面向杂乱场景中物体感知三维高斯溅射的信息化物体中心化最优视点选择 (Informative Object-centric Next Best View for Object-aware 3D Gaussian Splatting in Cluttered Scenes)

In cluttered scenes with inevitable occlusions and incomplete observations, selecting informative viewpoints is essential for building a reliable representation. In this context, 3D Gaussian Splatting (3DGS) offers a distinct advantage, as it can explicitly guide the selection of subsequent viewpoints and then refine the representation with new observations. However, existing approaches rely solely on geometric cues, neglect manipulation-relevant semantics, and tend to prioritize exploitation over exploration. To tackle these limitations, we introduce an instance-aware Next Best View (NBV) policy that prioritizes underexplored regions by leveraging object features. Specifically, our object-aware 3DGS distills instancelevel information into one-hot object vectors, which are used to compute confidence-weighted information gain that guides the identification of regions associated with erroneous and uncertain Gaussians. Furthermore, our method can be easily adapted to an object-centric NBV, which focuses view selection on a target object, thereby improving reconstruction robustness to object placement. Experiments demonstrate that our NBV policy reduces depth error by up to 77.14% on the synthetic dataset and 34.10% on the real-world GraspNet dataset compared to baselines. Moreover, compared to targeting the entire scene, performing NBV on a specific object yields an additional reduction of 25.60% in depth error for that object. We further validate the effectiveness of our approach through real-world robotic manipulation tasks.

翻译：在存在不可避免遮挡与不完整观测的杂乱场景中，选择信息丰富的视点对于构建可靠表征至关重要。在此背景下，三维高斯溅射（3DGS）展现出独特优势，因其能够显式指导后续视点的选择，并利用新观测优化表征。
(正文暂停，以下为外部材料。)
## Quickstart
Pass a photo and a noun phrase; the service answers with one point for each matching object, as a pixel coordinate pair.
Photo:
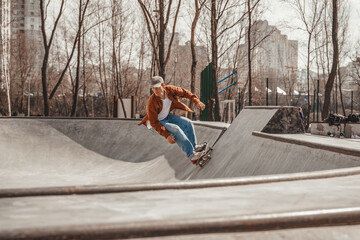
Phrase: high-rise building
(25, 33)
(273, 57)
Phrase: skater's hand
(201, 106)
(171, 139)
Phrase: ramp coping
(157, 228)
(313, 142)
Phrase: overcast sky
(279, 13)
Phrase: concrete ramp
(73, 152)
(240, 153)
(76, 152)
(111, 179)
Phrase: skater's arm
(183, 93)
(155, 123)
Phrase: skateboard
(205, 157)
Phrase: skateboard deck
(205, 158)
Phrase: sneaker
(201, 147)
(196, 156)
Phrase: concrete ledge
(271, 107)
(246, 223)
(342, 146)
(320, 128)
(100, 189)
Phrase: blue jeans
(182, 129)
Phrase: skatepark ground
(109, 178)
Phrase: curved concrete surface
(75, 152)
(282, 205)
(56, 152)
(146, 197)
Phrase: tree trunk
(214, 57)
(77, 78)
(44, 83)
(249, 50)
(308, 83)
(193, 53)
(330, 82)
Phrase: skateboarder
(175, 129)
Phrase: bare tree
(82, 10)
(330, 81)
(198, 6)
(310, 21)
(158, 25)
(5, 47)
(47, 45)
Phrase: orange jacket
(154, 106)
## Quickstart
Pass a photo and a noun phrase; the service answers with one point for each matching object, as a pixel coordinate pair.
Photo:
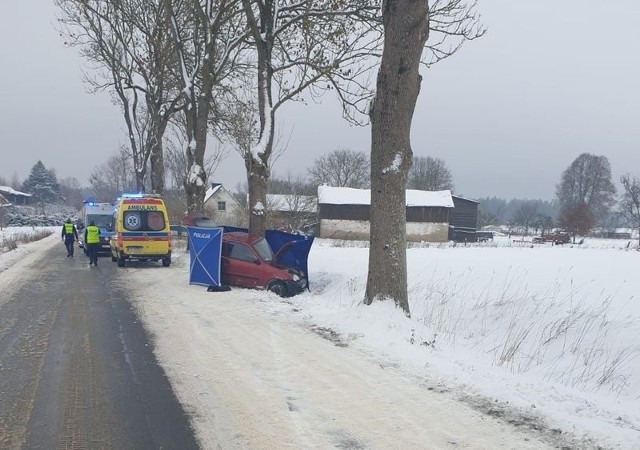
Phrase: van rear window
(143, 221)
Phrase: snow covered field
(542, 333)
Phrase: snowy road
(252, 379)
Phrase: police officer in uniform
(69, 235)
(92, 241)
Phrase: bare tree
(630, 203)
(587, 181)
(208, 36)
(128, 43)
(296, 46)
(341, 168)
(112, 178)
(407, 25)
(576, 219)
(429, 174)
(177, 164)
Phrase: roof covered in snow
(350, 196)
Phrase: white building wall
(359, 230)
(230, 215)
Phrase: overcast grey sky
(508, 113)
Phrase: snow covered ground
(539, 335)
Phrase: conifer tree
(42, 184)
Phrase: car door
(240, 265)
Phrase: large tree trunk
(158, 128)
(257, 177)
(406, 28)
(196, 183)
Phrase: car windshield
(264, 250)
(100, 220)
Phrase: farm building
(344, 214)
(463, 220)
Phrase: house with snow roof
(344, 214)
(221, 206)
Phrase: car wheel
(278, 288)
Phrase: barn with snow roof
(343, 213)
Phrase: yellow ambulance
(142, 232)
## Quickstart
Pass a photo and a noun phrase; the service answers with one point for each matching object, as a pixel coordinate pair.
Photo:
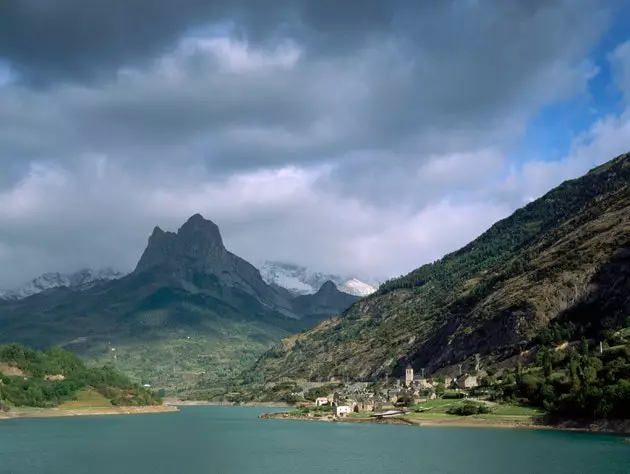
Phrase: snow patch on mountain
(79, 280)
(300, 280)
(356, 287)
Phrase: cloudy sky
(361, 138)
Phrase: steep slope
(355, 287)
(50, 378)
(324, 303)
(563, 258)
(81, 279)
(191, 312)
(300, 280)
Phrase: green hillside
(30, 378)
(563, 260)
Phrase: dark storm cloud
(291, 120)
(48, 40)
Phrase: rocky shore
(182, 403)
(601, 426)
(60, 412)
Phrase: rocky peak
(199, 231)
(197, 243)
(328, 287)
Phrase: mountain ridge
(191, 312)
(299, 280)
(78, 280)
(492, 297)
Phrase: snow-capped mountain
(300, 280)
(78, 280)
(356, 287)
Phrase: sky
(360, 138)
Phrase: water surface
(232, 440)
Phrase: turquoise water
(232, 440)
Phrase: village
(388, 397)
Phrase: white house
(320, 401)
(341, 411)
(467, 381)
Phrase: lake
(232, 440)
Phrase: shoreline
(18, 413)
(184, 403)
(616, 427)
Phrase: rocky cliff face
(196, 252)
(80, 280)
(562, 260)
(300, 280)
(190, 312)
(327, 301)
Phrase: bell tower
(409, 375)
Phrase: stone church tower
(409, 376)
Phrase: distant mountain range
(79, 280)
(556, 270)
(299, 280)
(190, 310)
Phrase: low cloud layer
(360, 142)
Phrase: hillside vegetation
(49, 378)
(561, 263)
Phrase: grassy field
(437, 409)
(86, 399)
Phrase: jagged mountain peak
(197, 226)
(197, 243)
(328, 287)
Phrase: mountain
(300, 280)
(323, 303)
(190, 313)
(81, 279)
(557, 269)
(355, 287)
(57, 377)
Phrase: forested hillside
(49, 378)
(564, 258)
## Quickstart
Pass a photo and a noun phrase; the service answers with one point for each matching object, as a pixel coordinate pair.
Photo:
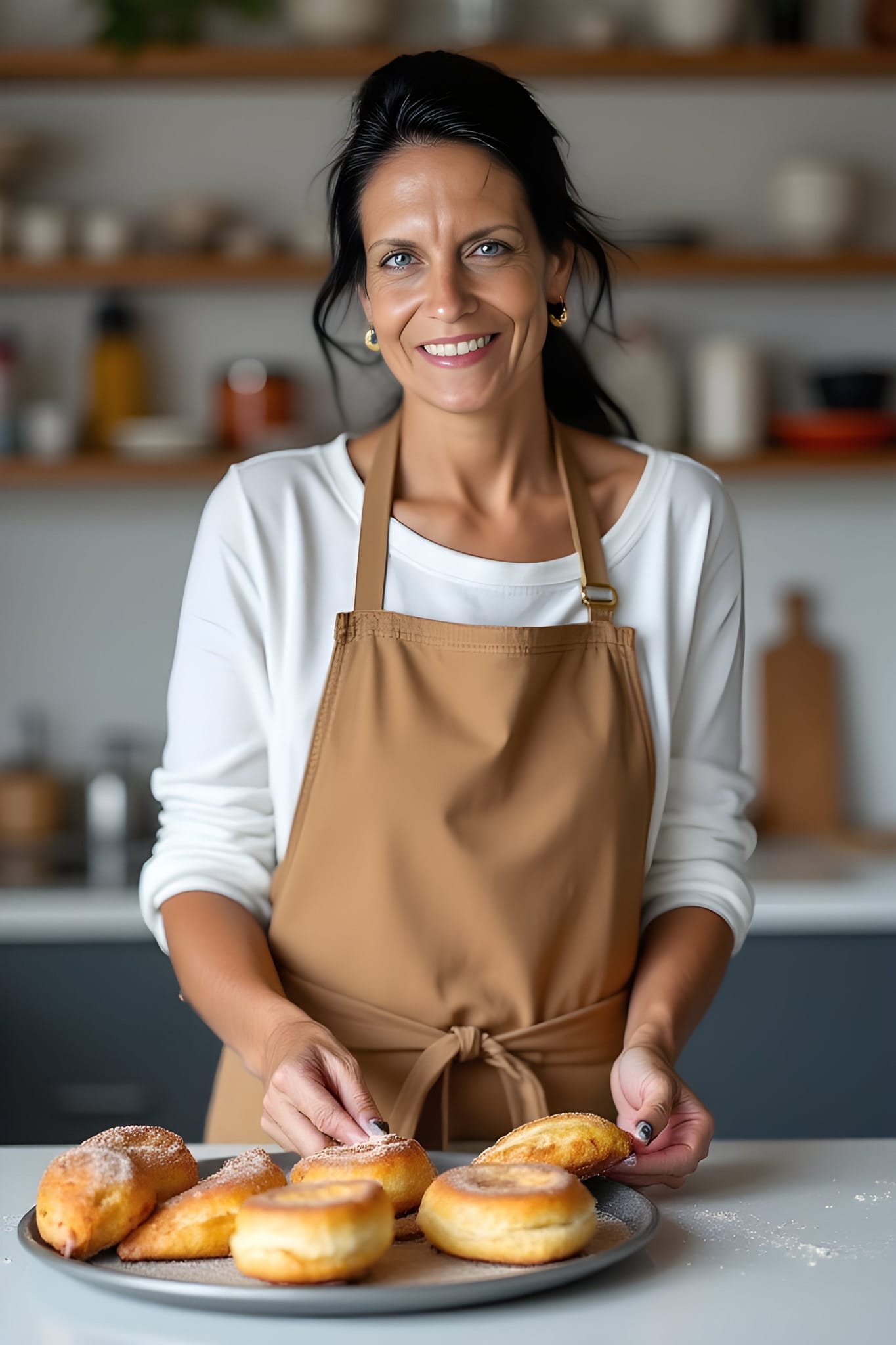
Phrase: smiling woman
(454, 219)
(485, 831)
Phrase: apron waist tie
(586, 1036)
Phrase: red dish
(833, 431)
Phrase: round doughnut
(199, 1222)
(160, 1152)
(399, 1165)
(91, 1199)
(516, 1214)
(578, 1141)
(312, 1232)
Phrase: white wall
(91, 581)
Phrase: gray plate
(410, 1278)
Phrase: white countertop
(801, 888)
(774, 1242)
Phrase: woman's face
(453, 256)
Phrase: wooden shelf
(88, 65)
(151, 269)
(647, 265)
(89, 471)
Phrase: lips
(469, 357)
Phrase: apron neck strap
(597, 592)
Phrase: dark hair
(441, 96)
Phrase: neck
(484, 460)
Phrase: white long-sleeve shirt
(273, 564)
然而，现有方法仅依赖几何线索，忽略与操作相关的语义信息，且往往偏重利用而非探索。为克服这些局限，我们提出一种实例感知的最优视点（NBV）策略，通过利用物体特征优先探索未充分观测区域。具体而言，我们的物体感知3DGS将实例级信息蒸馏为独热编码的物体向量，用于计算置信度加权的信息增益，从而指导识别与错误及不确定高斯分布相关的区域。此外，本方法可轻松适配为以物体为中心的NBV策略，将视点选择聚焦于目标物体，从而提升对物体位置放置的重建鲁棒性。实验表明：在合成数据集上，相比基线方法，我们的NBV策略将深度误差降低达77.14%；在真实世界GraspNet数据集上降低达34.10%。相较于针对整个场景执行NBV，对特定物体执行NBV可额外降低该物体25.60%的深度误差。我们进一步通过真实世界机器人操作任务验证了本方法的有效性。